I have one of the smallest kitchens in the world. You can stand in pretty much any part of it and touch pretty much any other part. Sometimes – like when you’re unloading the dishwasher – this is great: you only have to reach out an arm to find the appropriate cupboard and put things away. You don’t even have to move your feet, never mind actually walk anywhere. At others – like when two of you want to do anything in there at the same time, or you want to cook and chat to a child or a guest, or you want to find a place for a new mug, it’s impossible.
However, the minuteness of my kitchen is a small price to pay for living in London. Sometimes. And yesterday was one of those times.
The day dawns cold and frosty. Christmas is approaching. The children are on holiday; I need a dose of culture. I make a picnic, sling it in a backpack and we head for the bright lights. By which, of course, I mean the V&A. I want to see quilts (something to do with the new book) and I have promised the boys lots of lovely old weapons to keep them happy.
On the way, there is a slight misunderstanding. Tom hears ‘V&A’ as ‘DNA’, which reminds him of the bit in Jurassic Park when the canister of dino DNA is stolen by the sweaty baddie and ends up floating out to sea. Tom doesn’t have a problem AT ALL with the sweaty baddie being eaten alive by an angry dinosaur in the process: he’s just worried about that canister. I keep on having to reassure him that it’s OK.
So anyway, obviously by now Tom assumes we’re going to see not patchwork, but dinosaurs. But at this point we are in South Kensington and we can see the beautiful, multicoloured towers of the Natural History Museum across the road from the V&A. So I promise him both. I also remember reading recently that the Natural History Museum used to be so blackened and ugly from coal soot (it was like that when I first knew it as a schoolgirl) that the council wanted to pull it down and start again. Instead, there was a campaign to save it and for years it was under scaffolding, while they sandblasted off all the soot. Up until then, we had always associated Victorian architecture with dark, lumpen ugliness. But suddenly, when the museum was eventually revealed, we realised that after all, those Victorians were really REALLY good. The Natural History Museum is one of the most beautiful buildings in London, AND it’s got a skating rink outside at the moment AND it’s got dinosaurs inside. Moving ones. What’s not to love? As always, I mentally thanked Prince Albert – the Steve Jobs of his day – for having the idea and making it happen.
But first, the V&A. As usual, we fell in love with everything in the shop. Then we asked a nice man at the members’ desk where the quilts and weapons were. He sadly informed us that they only had quilts on display for a one-off exhibition and there are none to see now. Also, they don’t really ‘do’ weapons at the V&A, as it’s all about ‘the applied and decorative arts’ – not killing people. But I knew better.

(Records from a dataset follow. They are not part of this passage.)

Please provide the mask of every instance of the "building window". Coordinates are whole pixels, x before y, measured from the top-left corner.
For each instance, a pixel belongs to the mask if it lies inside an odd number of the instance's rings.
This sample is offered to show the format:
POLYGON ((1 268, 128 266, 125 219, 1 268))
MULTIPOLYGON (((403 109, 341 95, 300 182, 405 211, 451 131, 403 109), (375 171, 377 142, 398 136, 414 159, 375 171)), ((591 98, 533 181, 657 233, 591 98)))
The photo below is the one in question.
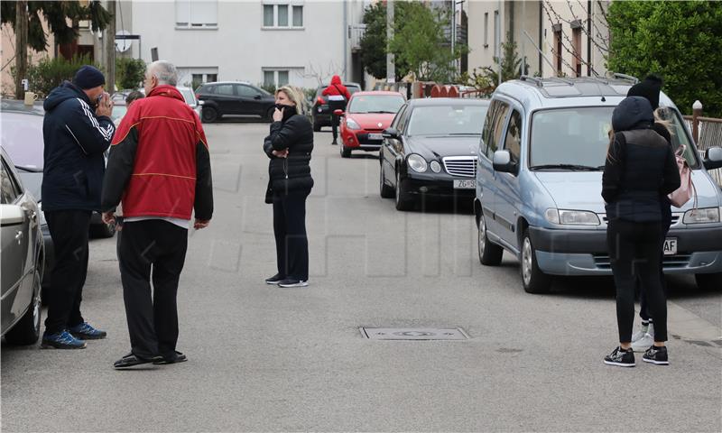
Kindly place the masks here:
POLYGON ((489 48, 489 13, 484 13, 484 48, 489 48))
POLYGON ((183 29, 218 28, 218 0, 175 0, 175 26, 183 29))
POLYGON ((289 4, 264 5, 264 27, 303 27, 303 6, 289 4))
POLYGON ((264 86, 280 88, 289 83, 289 69, 264 69, 264 86))

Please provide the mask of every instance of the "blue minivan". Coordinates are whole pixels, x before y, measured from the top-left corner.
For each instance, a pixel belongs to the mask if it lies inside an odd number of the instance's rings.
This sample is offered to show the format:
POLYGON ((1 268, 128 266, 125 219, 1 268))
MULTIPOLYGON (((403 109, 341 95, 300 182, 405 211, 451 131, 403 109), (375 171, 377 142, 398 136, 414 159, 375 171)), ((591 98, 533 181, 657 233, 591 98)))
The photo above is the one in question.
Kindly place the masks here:
MULTIPOLYGON (((612 111, 636 78, 538 78, 503 83, 492 96, 479 143, 474 211, 482 264, 504 250, 521 262, 523 289, 548 292, 553 275, 611 275, 601 197, 612 111)), ((672 207, 664 243, 668 273, 693 273, 699 286, 722 287, 722 189, 707 170, 722 167, 722 148, 702 156, 674 103, 660 106, 686 147, 696 207, 672 207)))

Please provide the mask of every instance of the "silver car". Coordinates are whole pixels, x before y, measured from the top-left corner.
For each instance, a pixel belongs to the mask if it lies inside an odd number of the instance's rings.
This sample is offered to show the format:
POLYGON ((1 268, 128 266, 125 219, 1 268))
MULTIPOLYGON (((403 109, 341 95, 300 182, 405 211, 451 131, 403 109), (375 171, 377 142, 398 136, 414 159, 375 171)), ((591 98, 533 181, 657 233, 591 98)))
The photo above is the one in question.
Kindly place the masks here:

I took the boys to the Japanese section, because those eighteenth century Japanese artists knew a thing or two about applying the arts to Samurai slung swords, blades, daggers, armour and really scary helmets. There were two cases of them. Job done.

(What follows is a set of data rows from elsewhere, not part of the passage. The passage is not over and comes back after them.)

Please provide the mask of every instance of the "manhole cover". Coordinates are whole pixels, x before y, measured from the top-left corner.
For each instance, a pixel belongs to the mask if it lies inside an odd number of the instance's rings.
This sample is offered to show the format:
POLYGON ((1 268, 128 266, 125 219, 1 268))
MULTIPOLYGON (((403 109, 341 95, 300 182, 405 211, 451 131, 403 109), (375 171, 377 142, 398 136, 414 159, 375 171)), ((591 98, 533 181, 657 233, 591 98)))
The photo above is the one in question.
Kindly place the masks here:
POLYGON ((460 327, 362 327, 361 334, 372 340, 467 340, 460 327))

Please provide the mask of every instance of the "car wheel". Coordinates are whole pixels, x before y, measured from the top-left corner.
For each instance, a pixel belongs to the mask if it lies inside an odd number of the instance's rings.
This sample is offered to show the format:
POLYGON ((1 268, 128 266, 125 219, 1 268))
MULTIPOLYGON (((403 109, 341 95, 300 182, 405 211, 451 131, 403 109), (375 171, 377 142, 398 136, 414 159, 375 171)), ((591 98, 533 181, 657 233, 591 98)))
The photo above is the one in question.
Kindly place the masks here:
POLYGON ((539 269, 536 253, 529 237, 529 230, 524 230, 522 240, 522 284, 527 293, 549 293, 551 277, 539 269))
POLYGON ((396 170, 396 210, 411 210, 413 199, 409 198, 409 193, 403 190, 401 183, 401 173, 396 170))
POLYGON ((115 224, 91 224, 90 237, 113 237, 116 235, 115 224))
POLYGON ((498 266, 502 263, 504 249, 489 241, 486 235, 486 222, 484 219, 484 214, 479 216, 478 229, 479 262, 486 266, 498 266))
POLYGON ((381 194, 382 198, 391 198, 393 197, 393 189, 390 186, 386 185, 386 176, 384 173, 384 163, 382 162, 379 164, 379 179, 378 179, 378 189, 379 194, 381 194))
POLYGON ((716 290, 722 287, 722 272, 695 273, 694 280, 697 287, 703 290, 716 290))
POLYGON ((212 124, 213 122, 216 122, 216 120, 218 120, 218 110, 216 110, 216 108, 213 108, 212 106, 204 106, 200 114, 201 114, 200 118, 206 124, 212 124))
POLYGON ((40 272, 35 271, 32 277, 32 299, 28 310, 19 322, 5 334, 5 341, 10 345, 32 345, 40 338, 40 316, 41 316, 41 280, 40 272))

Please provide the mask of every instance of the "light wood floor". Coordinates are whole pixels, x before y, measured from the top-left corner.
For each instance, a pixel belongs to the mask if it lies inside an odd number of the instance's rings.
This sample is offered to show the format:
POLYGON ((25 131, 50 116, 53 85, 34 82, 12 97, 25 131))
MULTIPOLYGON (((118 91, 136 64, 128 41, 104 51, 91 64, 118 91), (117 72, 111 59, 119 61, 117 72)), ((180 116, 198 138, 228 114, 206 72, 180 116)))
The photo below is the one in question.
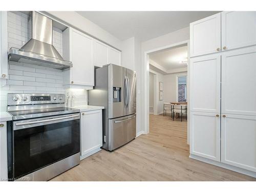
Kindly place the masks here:
POLYGON ((103 150, 51 181, 256 181, 188 158, 186 122, 150 115, 150 133, 103 150))

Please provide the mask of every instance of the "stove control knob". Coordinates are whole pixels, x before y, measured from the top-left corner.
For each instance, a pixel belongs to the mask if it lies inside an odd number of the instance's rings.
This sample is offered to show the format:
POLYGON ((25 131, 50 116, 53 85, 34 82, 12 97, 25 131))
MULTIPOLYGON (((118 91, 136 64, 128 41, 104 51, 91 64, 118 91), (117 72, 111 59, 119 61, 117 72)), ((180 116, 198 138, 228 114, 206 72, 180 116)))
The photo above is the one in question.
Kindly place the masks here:
POLYGON ((23 97, 22 98, 22 100, 23 100, 23 101, 26 101, 26 100, 28 100, 28 97, 23 97))
POLYGON ((18 100, 18 97, 12 97, 12 100, 13 100, 14 101, 17 101, 18 100))

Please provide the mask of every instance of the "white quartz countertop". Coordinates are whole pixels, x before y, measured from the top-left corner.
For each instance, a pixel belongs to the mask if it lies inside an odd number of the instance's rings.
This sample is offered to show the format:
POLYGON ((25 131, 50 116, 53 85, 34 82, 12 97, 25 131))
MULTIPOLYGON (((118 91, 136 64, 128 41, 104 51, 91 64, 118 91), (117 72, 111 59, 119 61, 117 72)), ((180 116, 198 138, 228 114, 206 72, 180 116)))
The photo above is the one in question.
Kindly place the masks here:
POLYGON ((78 109, 80 110, 80 112, 84 112, 85 111, 103 110, 104 107, 102 106, 80 105, 74 106, 72 108, 78 109))
POLYGON ((10 114, 6 112, 0 112, 0 121, 8 121, 12 120, 12 116, 10 114))

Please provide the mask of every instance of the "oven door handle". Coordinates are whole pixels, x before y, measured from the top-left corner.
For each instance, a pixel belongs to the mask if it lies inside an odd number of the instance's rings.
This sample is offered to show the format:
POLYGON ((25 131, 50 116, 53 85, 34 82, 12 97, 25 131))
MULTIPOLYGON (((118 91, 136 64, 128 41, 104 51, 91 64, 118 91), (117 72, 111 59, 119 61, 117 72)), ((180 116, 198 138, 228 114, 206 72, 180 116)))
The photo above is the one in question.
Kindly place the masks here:
POLYGON ((15 123, 15 125, 16 126, 22 126, 22 125, 28 125, 28 124, 44 123, 45 122, 55 121, 57 121, 57 120, 59 120, 69 119, 71 118, 76 117, 78 117, 78 116, 80 116, 80 114, 72 115, 70 116, 66 116, 66 117, 58 117, 58 118, 52 118, 52 119, 46 119, 46 120, 39 120, 38 121, 25 122, 24 123, 15 123))

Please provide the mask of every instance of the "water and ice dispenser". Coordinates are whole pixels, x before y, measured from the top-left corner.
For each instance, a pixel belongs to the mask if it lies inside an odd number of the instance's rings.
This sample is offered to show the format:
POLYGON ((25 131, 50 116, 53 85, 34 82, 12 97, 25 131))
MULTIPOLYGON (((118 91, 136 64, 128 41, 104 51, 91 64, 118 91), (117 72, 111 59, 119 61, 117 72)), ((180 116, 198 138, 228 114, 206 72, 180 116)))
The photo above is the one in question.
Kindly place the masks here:
POLYGON ((121 102, 121 88, 113 87, 113 102, 121 102))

There was also, as it happened, a temporary exhibition called ‘The Power of Making‘, celebrating all sorts of crafts, from dry stone walling to saddle making, dress making, gun making (more guns – hah!), 3D-printers (the future), cabinets, bicycles, artificial eyes, shoes with guitars on … And yes, there was a quilt, with direction-sensing er … sensors on it, so it could map the shape of whatever it was thrown over. Also some needlework, done by British officers captured by the Nazis and containing a secret code. It was PERFECT. We could hardly drag ourselves away.

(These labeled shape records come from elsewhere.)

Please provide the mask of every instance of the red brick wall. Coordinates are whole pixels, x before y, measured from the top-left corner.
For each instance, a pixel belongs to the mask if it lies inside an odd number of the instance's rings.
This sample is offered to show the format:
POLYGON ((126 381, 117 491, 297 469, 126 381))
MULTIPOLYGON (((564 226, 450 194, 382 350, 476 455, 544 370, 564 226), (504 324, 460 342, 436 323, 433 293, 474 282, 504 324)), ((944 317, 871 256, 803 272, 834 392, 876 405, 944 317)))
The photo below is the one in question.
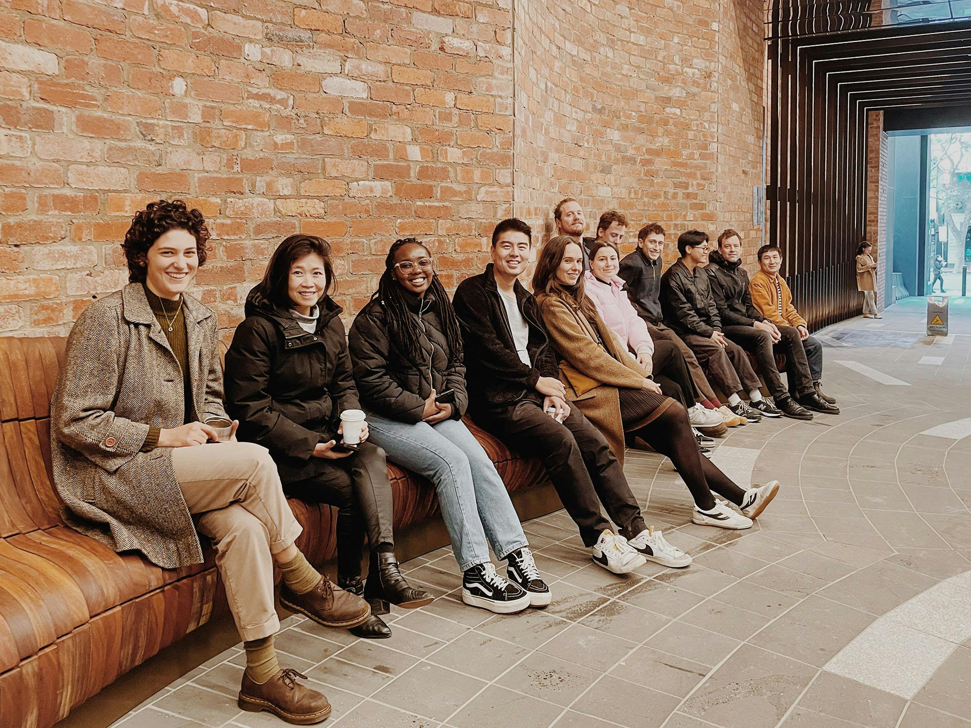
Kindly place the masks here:
POLYGON ((749 231, 760 4, 512 5, 0 0, 0 331, 66 332, 123 284, 159 197, 211 220, 196 292, 227 333, 297 231, 333 244, 349 312, 394 238, 451 286, 495 220, 568 193, 591 224, 749 231))
POLYGON ((713 238, 738 229, 754 259, 761 183, 762 6, 742 0, 517 3, 516 210, 543 240, 565 196, 587 234, 615 208, 636 231, 659 221, 713 238))
MULTIPOLYGON (((873 246, 877 259, 877 309, 884 308, 887 287, 887 194, 889 178, 887 138, 884 131, 884 113, 870 112, 867 117, 866 145, 866 240, 873 246)), ((860 304, 862 305, 862 304, 860 304)))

After some restorative cheese and peanut butter sandwiches, we headed off for those dinosaurs next door. We spent ages in the dinosaur section, watching the pretend moving ones, admiring the bones of the very dead real ones, learning far more about them and their times than we ever intended to. Tom bought a cuddly stegosaurus called Steggie and we were done.
Harrods was a bus ride away. We used to go there for the Krispy Kremes, but they don’t do them any more. Instead, we happily window-shopped, the boys posed beside a couple of teddy bears that were at least four times their size (and cost £2000 – go figure), and I managed to buy a secret Christmas present without incurring shipping charges, so I actually saved money.
All in all, we were out for most of the day, before driving home across my favourite bridge (Albert) – working again and lit like a Christmas tree. We learned loads. We saw lots of beautiful, beautiful things. The children were enchanted and so was I. Apart from shopping, the total cost was one bus fare.
As I say, a tiny kitchen is a small price to pay.
* And in case you don’t know the film already, do look out for ‘One of Our Dinosaurs Is Missing’. It is mad, and funny, and features the star diplodocus of the Natural History Museum. Not many films can say that.